Excluded from the warranty are wearing parts like coverings, springs, insulations etc. We substitute or repair defective parts that are under warranty on our own choice. Replaced parts become our ownership and should send back to us. If we can not repair or substitute the parts the buyer has the right to reduce the purchase price or cancel the contract on his own choice. In this case the buyer will get back the paid purchase price of the affected part of the order. A further substitution for material defects or legal defects especially for defect consequential damages, lost profit as well as compensation for non-fulfilment or delayed fulfilment are excluded.

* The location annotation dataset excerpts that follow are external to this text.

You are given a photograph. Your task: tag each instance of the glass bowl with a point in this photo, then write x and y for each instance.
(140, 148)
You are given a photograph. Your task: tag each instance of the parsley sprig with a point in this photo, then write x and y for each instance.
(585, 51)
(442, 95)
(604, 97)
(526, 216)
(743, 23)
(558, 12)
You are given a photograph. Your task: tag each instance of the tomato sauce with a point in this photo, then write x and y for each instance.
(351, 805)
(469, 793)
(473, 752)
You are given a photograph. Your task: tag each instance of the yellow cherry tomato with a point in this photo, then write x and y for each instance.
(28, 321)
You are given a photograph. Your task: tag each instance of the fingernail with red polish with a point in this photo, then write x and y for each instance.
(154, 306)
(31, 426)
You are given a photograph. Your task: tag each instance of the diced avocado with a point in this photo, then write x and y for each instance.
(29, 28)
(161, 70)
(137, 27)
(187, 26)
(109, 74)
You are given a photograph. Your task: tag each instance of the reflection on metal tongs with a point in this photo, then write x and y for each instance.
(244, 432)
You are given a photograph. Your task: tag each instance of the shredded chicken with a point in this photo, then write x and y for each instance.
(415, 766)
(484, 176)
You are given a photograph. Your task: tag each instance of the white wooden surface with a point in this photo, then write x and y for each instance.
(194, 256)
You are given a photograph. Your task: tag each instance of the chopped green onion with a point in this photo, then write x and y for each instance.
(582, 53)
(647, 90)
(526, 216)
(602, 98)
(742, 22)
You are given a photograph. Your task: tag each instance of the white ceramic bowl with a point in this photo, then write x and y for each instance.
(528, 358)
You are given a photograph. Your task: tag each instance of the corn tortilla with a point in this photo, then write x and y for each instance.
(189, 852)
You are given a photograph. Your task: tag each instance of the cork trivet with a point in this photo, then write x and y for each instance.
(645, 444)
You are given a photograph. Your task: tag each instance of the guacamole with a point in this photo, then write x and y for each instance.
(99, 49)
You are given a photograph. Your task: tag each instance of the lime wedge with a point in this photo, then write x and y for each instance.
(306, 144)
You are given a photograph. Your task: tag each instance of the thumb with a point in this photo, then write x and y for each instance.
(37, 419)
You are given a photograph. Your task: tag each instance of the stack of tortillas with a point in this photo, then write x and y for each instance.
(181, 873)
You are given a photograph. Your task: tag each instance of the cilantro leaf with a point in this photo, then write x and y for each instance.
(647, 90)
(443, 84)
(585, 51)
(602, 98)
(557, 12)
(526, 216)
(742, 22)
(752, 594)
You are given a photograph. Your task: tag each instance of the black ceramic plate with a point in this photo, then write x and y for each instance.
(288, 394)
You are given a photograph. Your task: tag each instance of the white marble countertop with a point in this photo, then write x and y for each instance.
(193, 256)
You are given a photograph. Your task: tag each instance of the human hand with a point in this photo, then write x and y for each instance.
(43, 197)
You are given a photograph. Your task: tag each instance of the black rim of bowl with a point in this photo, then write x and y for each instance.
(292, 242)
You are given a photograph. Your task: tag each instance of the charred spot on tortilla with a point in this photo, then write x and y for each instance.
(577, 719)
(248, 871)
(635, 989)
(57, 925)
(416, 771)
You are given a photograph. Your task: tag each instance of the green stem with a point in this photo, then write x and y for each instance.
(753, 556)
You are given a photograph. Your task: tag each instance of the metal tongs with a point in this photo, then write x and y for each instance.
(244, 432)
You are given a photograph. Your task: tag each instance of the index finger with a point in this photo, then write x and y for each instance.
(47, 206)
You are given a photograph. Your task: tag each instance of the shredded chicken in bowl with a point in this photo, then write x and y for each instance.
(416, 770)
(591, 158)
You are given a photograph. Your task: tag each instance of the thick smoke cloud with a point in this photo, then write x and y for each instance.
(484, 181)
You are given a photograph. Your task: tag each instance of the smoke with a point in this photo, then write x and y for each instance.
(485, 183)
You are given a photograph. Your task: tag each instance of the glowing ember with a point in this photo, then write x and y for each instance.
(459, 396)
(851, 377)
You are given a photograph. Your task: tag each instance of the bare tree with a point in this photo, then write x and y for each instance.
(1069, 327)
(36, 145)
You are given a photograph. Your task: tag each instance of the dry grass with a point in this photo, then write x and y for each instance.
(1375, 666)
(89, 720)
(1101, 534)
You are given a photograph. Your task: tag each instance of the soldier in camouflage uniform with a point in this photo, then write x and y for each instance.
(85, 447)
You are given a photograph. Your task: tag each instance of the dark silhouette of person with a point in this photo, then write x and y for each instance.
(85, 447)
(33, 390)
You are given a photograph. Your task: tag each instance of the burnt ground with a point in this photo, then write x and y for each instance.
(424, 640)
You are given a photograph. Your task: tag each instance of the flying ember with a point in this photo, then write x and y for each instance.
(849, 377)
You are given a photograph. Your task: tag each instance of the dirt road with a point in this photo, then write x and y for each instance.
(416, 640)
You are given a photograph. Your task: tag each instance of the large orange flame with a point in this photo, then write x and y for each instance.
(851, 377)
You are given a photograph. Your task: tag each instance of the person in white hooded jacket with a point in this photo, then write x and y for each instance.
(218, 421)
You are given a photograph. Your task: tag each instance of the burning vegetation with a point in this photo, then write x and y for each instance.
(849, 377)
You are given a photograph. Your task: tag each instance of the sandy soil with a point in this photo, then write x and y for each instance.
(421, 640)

The same applies for installation works or other services. If we send an installer to find supposed defects the buyer has to bear the costs if the complaint was unfounded or not justifiable for us.
8.2.    Specifications of warranty are valid by premised a safe operation and retention of delivery volume. If modifications or repairs will be done without our consent our warranty expires.
8.3.    Not reconditioned second-hand machines / devices and repairs are excluded from the warranty.
9. Place of jurisdiction
Place of performance and place of jurisdiction for both parties is Aschaffenburg. The place of jurisdiction Aschaffenburg is also valid for cheques, bill of exchanges and other currencies.